And...Marsh seems to be trying to stuff every conceivable bit of criminal activity into this book that she can: murder, gangs, kidnapping, drug producing, drug pushing, drug taking, and maybe even a bit of fraud since the cult is definitely not what it claims to be. It's no wonder I read this just once before (back in the mists of time when I was reading my way through all the mysteries in my home town library) and never had a desire to read it again until I joined up for the Ngaio Marsh Reading Challenge on Goodreads. Though--to be fair, I don't really remember thinking it was quite such a mess the first time I read it. It just seems to me that Marsh couldn't settle down to what kind of story she wanted to tell. Thriller? International drug ring? Murder viewed from a train? Charismatic figure leading cult members into a life of crime? Oh...why don't we just do it all!

There were some bright points--mostly in characters. I thoroughly enjoyed Raoul and Therese in supporting roles and Troy and Alleyn are delightful as usual excepting a few scenes with them as parents. I don't think Marsh writes parenting scenes well consistently. To be quite honest, she could have left Ricky out of the story altogether and it would have suited me better. And, seriously, what policeman going undercover into a possibly dangerous situation would take along their six-year-old?

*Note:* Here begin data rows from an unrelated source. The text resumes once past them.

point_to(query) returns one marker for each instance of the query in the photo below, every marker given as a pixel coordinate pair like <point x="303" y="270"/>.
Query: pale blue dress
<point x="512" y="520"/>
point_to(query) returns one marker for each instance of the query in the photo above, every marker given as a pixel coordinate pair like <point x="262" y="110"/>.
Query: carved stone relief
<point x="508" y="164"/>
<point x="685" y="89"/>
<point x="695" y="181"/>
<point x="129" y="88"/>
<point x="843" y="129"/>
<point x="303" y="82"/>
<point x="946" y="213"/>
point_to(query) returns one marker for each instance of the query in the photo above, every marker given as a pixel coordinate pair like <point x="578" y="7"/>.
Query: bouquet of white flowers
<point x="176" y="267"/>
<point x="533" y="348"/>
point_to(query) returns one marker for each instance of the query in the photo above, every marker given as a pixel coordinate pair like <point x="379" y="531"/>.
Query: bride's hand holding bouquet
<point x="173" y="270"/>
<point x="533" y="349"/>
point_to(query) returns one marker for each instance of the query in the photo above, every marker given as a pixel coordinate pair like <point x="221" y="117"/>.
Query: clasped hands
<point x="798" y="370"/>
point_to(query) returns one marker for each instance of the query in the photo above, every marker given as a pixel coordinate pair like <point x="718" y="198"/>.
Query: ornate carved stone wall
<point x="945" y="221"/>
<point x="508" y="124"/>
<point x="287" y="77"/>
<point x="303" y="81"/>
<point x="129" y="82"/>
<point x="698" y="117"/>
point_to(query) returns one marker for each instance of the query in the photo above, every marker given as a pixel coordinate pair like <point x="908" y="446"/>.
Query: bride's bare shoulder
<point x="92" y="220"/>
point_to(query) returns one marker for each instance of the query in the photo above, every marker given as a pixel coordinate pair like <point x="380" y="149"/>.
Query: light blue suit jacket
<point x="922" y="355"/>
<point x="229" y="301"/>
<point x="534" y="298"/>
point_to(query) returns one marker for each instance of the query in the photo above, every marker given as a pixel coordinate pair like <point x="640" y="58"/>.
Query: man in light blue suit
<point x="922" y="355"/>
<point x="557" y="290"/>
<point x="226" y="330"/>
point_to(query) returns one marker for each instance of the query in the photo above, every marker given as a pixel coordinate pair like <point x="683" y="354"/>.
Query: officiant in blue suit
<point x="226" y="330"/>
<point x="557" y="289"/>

Definitely not one of Marsh's best novels.

Finished on 5/6/19
Deaths = one: stabbed
Calendar = June: word with "J"


Jean said...

Now I want to read it to see what a mess it is...I have no memory of this one, though I know I've read it.

Kate said...

Totally agree. This really is an awful book!

Jean said...

Now I need to read this and see what I think! I know I've read it before but have no memory of it.

Carol said...

I love Marsh, but yeah, this one was not great. And I kind of think Ricky should be left out of the series altogether.